Weakly supervised anomaly detection with event-level variables
Liam Brennan, Tamas Almos Vami, Oz Amram, Sanjana Sekhar, Yuta Takahashi, Louis Moureaux, Manuel Sommerhalder, Petar Maksimovic, Tianji Cai, Nathaniel Craig
TL;DR
The paper extends weakly supervised anomaly detection to a di-object + X resonance topology, framing background learning via sideband interpolation with the CATHODE method and classifying SR events using event-level phase-space features. By encoding multi-particle kinematics with simplex phase-space coordinates and supplementing with global event observables, the approach achieves robust background modeling and enhanced sensitivity. Across di-$\mu$ and di-$\tau$ final states, the method yields discovery-level significance for moderate signal strengths ($\leq 2\sigma$ injections) that would be missed by traditional bump-hunt strategies, demonstrating the potential of anomaly detection to broaden LHC search reach. The work also highlights avenues for improvement, including full phase-space representations (hypersphere coordinates) and non-Euclidean normalizing flows, to further boost sensitivity in resonance + X searches.
Abstract
We introduce a new topology for weakly supervised anomaly detection searches, di-object plus~X. In this topology, one looks for a resonance decaying to two standard model particles produced in association with other anomalous event activity (X).
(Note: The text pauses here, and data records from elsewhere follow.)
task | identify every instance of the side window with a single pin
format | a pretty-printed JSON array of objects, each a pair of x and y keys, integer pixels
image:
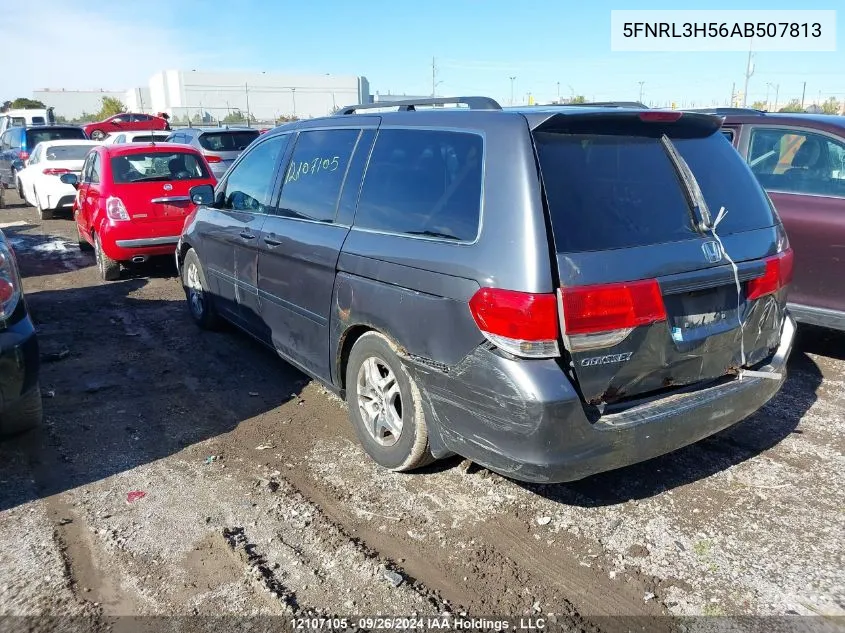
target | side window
[
  {"x": 797, "y": 161},
  {"x": 425, "y": 183},
  {"x": 315, "y": 174},
  {"x": 95, "y": 169},
  {"x": 250, "y": 183}
]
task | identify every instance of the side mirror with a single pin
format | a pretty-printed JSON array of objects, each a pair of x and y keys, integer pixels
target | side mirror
[{"x": 202, "y": 195}]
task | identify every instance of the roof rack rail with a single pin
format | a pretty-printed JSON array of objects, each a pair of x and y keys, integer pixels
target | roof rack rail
[
  {"x": 474, "y": 103},
  {"x": 606, "y": 104},
  {"x": 719, "y": 110}
]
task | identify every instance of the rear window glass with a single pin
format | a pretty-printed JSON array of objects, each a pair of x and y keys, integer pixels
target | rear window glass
[
  {"x": 151, "y": 166},
  {"x": 34, "y": 137},
  {"x": 227, "y": 141},
  {"x": 67, "y": 152},
  {"x": 619, "y": 191},
  {"x": 424, "y": 183}
]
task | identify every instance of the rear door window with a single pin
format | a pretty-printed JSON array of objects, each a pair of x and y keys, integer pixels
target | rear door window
[
  {"x": 797, "y": 161},
  {"x": 619, "y": 191},
  {"x": 315, "y": 174},
  {"x": 425, "y": 183}
]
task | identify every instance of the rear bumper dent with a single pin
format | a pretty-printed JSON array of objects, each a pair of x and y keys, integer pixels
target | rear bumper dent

This additional activity is used for classification. We demonstrate how anomaly detection techniques which have been developed for di-jet searches focusing on jet substructure anomalies can be applied to event-level anomaly detection in this topology. To robustly capture event-level features of multi-particle kinematics, we employ new physically motivated variables derived from the geometric structure of a collision's phase space manifold. As a proof of concept, we explore the application of this approach to several benchmark signals in the di-$τ$ and di-$μ$ plus~X final states. We demonstrate that our anomaly detection approach can reach discovery-level significances for signals that would be missed in a conventional bump-hunt approach.